Despite the lingering uncertainty caused by Brexit, the UK is inching closer to ratifying the Unified Patent Court (UPC) Agreement. In December, the draft legislation was heard in the House of Lords and, following that reading, the ratification process has moved quickly. On 8 February the Privy Council approved the final piece of domestic legislation which is required for the UPC to be adapted into UK law: the Protocol on Privileges and Immunities. There is still a degree of confusion over the UK’s ratification, however, as it is currently not known whether the government will now move to ratify the UPCA immediately following the approval process.

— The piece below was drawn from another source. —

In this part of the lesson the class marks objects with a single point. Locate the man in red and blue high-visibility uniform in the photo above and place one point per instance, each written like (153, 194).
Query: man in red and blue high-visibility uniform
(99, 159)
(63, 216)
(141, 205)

As with all current regulatory and legislative developments in the UK at the moment, there are myriad political factors to consider. Brexit casts a long shadow and, as such, it will continue to have an important impact on patent protection across the European bloc for the foreseeable future, even once the UK has left the EU. The question of how a non-EU jurisdiction will function as part of the new unitary and European patent enforcement system remains to be seen, particularly given the scale of change it presents.

Features of the UPC

The UPC and Unitary Patent system promise a single patent right, which will be enforceable in up to 25 participating EU Member States. The new system represents a considerable change to the status quo; indeed, it is the biggest change to patent law in Europe for 40 years. Member States will be subject to a single approach to patent registration and litigation. As such, all businesses within those Member States must ensure they understand the changes and are prepared for implementation.